According to Ma’ariv, sources inside the legal system are talking about marathon discussions and a quick decision—within just a few months—but there is no guarantee that it would be a quick trial. Which means that Liberman will have to stay out of government, while his rightful possession—in his eyes, at least—the Foreign Office, is deposited with either the prime minister or with a coalition partner who would be willing to give it up, should Liberman be acquitted, or is found guilty of minor charges that won’t stand between him and a return to government.

The trial will open at two o’clock Israel time (7 AM in New York).
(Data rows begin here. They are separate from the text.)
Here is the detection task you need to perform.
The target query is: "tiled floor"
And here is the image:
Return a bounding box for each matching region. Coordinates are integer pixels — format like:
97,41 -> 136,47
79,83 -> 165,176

Liberman will sit down on the defendant’s seat and, after the indictment is read, the court is expected to determine the dates on which he would have to reappear at the same courtroom.

Liberman is accused of fraud and breach of trust during the appointment of the former ambassador to Belarus Ze’ev Ben Aryeh as ambassador to Latvia. The indictment states that Ben Aryeh was advanced in the Foreign Ministry after handing Liberman confidential information about the investigation that was being conducted against the minister in the major case against him, known as the “straw companies.”

The Attorney General eventually decided not to prosecute Liberman on that case (no one would talk to the investigators), but to limit the indictment to the simpler “ambassador” case, which is why it is estimated that the trial would end quickly. Especially since the defendant is just as eager to be done with it as the prosecution. On the other hand, if a plea bargain that would have permitted Liberman to proceed with his interrupted political career were on the table—it would have been signed by now. So no one can be certain just how long this thing will last. And remember the cardinal rule about lengthy trials – they tend to bring up new information that often spawns new trials.

The indictment states that Liberman promoted Ben Aryeh at the Foreign Ministry in two major roles: one as staff political advisor to the Foreign Minister, and the other as Ambassador to Latvia. Although it is a relatively light case, compared to the straw companies case—which has been closed without trial—should the judges decide to include a shame-inducing element (kalon) to Liberman’s sentence, it could be a mortal blow to his political future, with serious implications on the future of the Israel Beiteinu party.

A kalon sentence prevents the accused of returning to elected office for seven years.

The key witness is expected to be a member of the appointments committee that decided to designate Ben Aryeh as the ambassador to Latvia, Liberman’s former deputy Danny Ayalon. Originally, while things with his boss appeared good as good can be, and no clouds were hovering in the blue sky of their friendship, Ayalon could not for the life of him recall any attempt on Liberman’s part to influence the appointments process. But after his boss chose the moment of their ride in a car together to inform Ayalon he was off the list of viable candidates for the Knesset—on their way to the event where Liberman was to read the list to the press—Ayalon experienced a miraculous memory recovery, complete with all the details of how Liberman actually did influence the process, and how.